La jeunesse tchadienne d’aujourd’hui est assez outillée sur le devenir du Tchad. Elle est partout, sur les réseaux sociaux, sur le net, et se voit sacrifiée par l’ancienne élite.

La sortie de ce jeune compatriote, même si elle est dure, et profonde, peut-être quelle éprouve pour certains compatriotes une aile assez extrême, mais elle résume à elle seule le ras-le-bol des jeunes citoyens qui voient l’avenir assombri par les mêmes rhétoriques.

Quand on est aux affaires, on se tait même si la vérité est en lumière, mais dès qu’on ne trouve pas son compte, le virage est à 360 degrés.

Goukouni Weddeye est-il le seul à indexer ?

Non, ils sont nombreux à se taire pendant 31 ans parce que leurs intérêts n’ont pas été touchés. Même si l’adage dit que la bouche pleine ne parle pas, le sacrifice fait sur des milliers de Tchadiens doit interpeller l’ancienne génération, qui n’a pas su léguer à la génération future un pays dans l’essor du développement, du progrès t de l’excellence.

Le communautarisme, le clientélisme, et la débauche ont divisé les Tchadiens en plusieurs catégories.

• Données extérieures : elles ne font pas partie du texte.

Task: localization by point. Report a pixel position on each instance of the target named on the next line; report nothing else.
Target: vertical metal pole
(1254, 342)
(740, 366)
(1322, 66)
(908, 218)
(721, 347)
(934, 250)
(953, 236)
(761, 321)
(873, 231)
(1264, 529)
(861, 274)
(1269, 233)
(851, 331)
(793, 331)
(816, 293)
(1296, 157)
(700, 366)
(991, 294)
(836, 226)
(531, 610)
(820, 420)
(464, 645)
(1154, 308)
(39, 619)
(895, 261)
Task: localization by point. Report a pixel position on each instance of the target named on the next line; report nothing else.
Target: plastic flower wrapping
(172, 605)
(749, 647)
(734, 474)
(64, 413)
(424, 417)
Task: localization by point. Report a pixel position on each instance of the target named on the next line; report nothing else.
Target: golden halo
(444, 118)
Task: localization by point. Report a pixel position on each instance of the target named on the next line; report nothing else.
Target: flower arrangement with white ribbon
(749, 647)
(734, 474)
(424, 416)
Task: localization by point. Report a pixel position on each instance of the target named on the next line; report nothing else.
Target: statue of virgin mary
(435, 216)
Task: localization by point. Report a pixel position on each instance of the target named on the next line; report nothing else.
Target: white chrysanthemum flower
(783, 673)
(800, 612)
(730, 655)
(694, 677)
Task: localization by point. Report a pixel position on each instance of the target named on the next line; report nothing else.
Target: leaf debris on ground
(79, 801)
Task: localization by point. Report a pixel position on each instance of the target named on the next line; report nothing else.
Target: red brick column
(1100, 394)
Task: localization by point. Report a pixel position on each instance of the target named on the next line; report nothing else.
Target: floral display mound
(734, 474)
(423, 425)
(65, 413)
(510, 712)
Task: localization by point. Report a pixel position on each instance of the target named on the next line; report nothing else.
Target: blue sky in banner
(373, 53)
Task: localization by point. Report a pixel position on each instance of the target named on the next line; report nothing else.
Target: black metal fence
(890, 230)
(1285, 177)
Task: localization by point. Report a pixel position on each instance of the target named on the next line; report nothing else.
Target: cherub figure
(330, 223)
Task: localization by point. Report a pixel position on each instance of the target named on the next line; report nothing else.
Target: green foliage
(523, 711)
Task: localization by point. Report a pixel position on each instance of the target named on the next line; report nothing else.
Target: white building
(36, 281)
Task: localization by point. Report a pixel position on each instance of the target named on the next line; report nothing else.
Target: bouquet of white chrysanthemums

L’injustice a fini d’entamer les maigres fiertés de la majorité des Tchadiens qui vivent pires que des captifs. L’état nation qui a engendré la bravoure des nos aïeux a été fragmenté, cassé, détruit, sous l’égoïsme ambiant.

Cette jeunesse qui crie aujourd’hui, personne n’a su écouter ses entrailles, elle a été manipulée à suffisance, et tout le monde est resté sourd à ses pleurs.

A-t-on le droit de la blâmer ?

Personne, aucun politique ne pourra ouvrir la bouche pour lui faire la leçon. De celle qui vit sur le poids de la précarité à l’intérieur du pays, à celle qui s’est volatilisée vers l’étranger.

Aujourd’hui, les Tchadiens ont écouté le cri d’un seul jeune, que personne ne soit surpris si demain on assiste à plusieurs ras-le-bol.

Le dialogue inclusif prôner par le nouveau régime, quoi que l’ont dise, et jusqu’à preuve de contraire offre une voie pour un changement en profondeur et permettre au Tchad de sortir des dangers qui le guettent. Faisons attention aux souffles de braises, parce que si la cocotte-minute va sauter, les frustrations diverses ne feront de cadeau à personne. Qu’on ne blâme pas Goukouni tout seul, la refléxion est pour tous les ainés. Prônons la paix.